A person’s life can be seen as a series of brackets that describe many small decisions that, as they accumulate, define the shape, direction and ultimate meaning of that person’s existence.  A baby decides how much discomfort – hunger, wet diaper, etc. – can be tolerated before he starts crying.  Based on the care he gets, he decides whether to bond and with whom.  As the months and years add up, the numbers of decision brackets seem to multiply.  By the time the person becomes aware of how these decision brackets effect the course of his life, things are almost beyond his control.

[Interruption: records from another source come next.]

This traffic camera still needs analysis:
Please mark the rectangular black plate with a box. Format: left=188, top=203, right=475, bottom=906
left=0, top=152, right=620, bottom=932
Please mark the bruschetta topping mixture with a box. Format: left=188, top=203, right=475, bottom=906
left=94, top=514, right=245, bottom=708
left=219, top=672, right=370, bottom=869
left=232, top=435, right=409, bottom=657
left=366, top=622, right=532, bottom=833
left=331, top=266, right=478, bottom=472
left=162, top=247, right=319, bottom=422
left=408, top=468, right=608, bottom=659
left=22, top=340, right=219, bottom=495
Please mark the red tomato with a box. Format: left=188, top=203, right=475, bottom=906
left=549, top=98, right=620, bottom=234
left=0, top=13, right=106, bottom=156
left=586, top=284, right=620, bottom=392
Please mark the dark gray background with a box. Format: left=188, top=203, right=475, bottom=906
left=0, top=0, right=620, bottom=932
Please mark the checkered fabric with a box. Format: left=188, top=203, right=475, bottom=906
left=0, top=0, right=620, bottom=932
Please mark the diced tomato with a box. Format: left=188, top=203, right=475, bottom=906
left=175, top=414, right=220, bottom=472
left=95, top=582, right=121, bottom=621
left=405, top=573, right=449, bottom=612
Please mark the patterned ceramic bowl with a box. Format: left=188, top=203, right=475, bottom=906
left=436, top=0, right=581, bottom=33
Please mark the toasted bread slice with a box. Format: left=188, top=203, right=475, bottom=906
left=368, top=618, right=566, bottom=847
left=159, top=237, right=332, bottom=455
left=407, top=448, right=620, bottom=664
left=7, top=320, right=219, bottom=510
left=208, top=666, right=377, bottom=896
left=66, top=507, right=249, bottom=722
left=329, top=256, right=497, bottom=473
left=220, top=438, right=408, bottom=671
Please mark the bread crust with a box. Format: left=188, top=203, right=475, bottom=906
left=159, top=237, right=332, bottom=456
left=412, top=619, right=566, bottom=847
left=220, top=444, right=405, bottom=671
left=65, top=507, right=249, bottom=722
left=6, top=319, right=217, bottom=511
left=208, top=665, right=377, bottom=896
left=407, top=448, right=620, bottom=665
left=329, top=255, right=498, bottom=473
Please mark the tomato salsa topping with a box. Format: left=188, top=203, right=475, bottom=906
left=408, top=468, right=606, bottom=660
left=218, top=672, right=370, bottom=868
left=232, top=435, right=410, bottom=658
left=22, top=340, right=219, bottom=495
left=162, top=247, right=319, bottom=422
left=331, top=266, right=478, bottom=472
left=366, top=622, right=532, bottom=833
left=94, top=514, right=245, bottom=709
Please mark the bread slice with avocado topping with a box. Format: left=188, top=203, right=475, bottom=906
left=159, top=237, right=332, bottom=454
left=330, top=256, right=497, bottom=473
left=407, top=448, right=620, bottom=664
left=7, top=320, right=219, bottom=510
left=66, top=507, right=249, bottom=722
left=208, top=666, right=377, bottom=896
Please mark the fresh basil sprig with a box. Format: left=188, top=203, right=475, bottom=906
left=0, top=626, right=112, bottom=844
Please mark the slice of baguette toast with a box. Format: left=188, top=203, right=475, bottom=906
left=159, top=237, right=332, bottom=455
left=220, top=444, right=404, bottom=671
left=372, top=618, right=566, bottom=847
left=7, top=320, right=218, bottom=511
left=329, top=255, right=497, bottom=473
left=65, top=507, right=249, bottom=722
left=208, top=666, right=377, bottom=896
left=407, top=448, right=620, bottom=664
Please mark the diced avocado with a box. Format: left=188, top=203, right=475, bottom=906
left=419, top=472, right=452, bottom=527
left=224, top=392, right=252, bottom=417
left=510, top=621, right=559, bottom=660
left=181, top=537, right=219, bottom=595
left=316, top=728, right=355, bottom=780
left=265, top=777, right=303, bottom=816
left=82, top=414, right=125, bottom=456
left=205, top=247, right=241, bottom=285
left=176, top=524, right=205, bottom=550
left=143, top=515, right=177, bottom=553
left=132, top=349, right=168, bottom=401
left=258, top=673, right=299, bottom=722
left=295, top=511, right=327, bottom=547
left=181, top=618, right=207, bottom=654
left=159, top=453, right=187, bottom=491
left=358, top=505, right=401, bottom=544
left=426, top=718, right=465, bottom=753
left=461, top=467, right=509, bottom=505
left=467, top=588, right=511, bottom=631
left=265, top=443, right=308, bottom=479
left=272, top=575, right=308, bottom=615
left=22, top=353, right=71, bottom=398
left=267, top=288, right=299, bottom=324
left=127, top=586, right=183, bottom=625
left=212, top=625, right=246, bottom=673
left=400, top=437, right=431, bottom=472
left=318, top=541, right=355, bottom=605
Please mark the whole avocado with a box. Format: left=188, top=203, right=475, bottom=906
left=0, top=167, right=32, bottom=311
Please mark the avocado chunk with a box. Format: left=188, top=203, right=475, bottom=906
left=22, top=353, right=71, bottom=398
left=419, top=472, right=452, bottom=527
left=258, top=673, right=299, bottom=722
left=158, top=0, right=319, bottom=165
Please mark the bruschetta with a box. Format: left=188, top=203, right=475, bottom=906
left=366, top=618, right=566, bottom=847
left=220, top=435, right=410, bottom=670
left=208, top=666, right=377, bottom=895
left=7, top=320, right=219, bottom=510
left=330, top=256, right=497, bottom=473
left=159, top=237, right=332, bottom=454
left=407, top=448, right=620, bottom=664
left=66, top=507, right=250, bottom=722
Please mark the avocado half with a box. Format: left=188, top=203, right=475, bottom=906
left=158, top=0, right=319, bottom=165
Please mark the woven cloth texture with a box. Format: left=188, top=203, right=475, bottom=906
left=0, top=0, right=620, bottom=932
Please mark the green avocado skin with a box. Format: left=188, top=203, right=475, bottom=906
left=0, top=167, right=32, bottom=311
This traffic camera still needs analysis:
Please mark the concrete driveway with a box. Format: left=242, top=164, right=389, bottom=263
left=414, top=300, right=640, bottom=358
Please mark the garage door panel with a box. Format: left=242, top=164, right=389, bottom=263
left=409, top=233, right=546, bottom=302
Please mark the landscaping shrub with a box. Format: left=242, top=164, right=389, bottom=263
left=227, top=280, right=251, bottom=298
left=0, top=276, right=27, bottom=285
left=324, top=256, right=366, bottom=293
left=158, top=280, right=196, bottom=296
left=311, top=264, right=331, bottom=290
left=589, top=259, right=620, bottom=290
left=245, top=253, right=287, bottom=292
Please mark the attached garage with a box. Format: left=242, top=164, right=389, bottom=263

The Book of Job is about one man’s significant success followed by severe misfortune.  The lengthy conversation between Job and his friends is like a kind of high-stakes bracketology, as the three friends take turns analyzing key decisions Job had made in his life and the cause-and-effect relationships between them and the sorry state he has come to.  Bildad, Eliphaz and Zophar are full of macho bluster as they try to outdo each other in their absolute pronouncements about the inevitable course of Job’s life, and Job is nearly as pompous in his self defense.

But in the end, God speaks: “Who is this that darkens counsel by words without knowledge?” (38:1).  In a series of thunderous pronouncements, God makes it clear that all the brackets of Job’s life are, always have been and always will be subject to God’s control.  He is the Author and Finisher of all things.  He alone gives meaning to Job’s life.  Job suddenly sees that all his bracket choices have been based on ignorance: “I have uttered what I did not understand, things too wonderful for me, which I did not know” (42:3).  Having come to this moment of insight, Job was ready for God’s version of bracketology.  He stopped trying to outthink and outguess God and yielded himself to God’s choices for him.  To the surprise of his friends, this ended  with Job holding the winner’s trophy: “The Lord restored the fortunes of Job, and the Lord gave Job twice as much as he had before” (42:10).

I’m going to try to just kick back and enjoy some good basketball the next few weeks, rather than being preoccupied with bracketology.  (But I’ll probably call Clayton once in a while, especially if I successfully predict an upset.)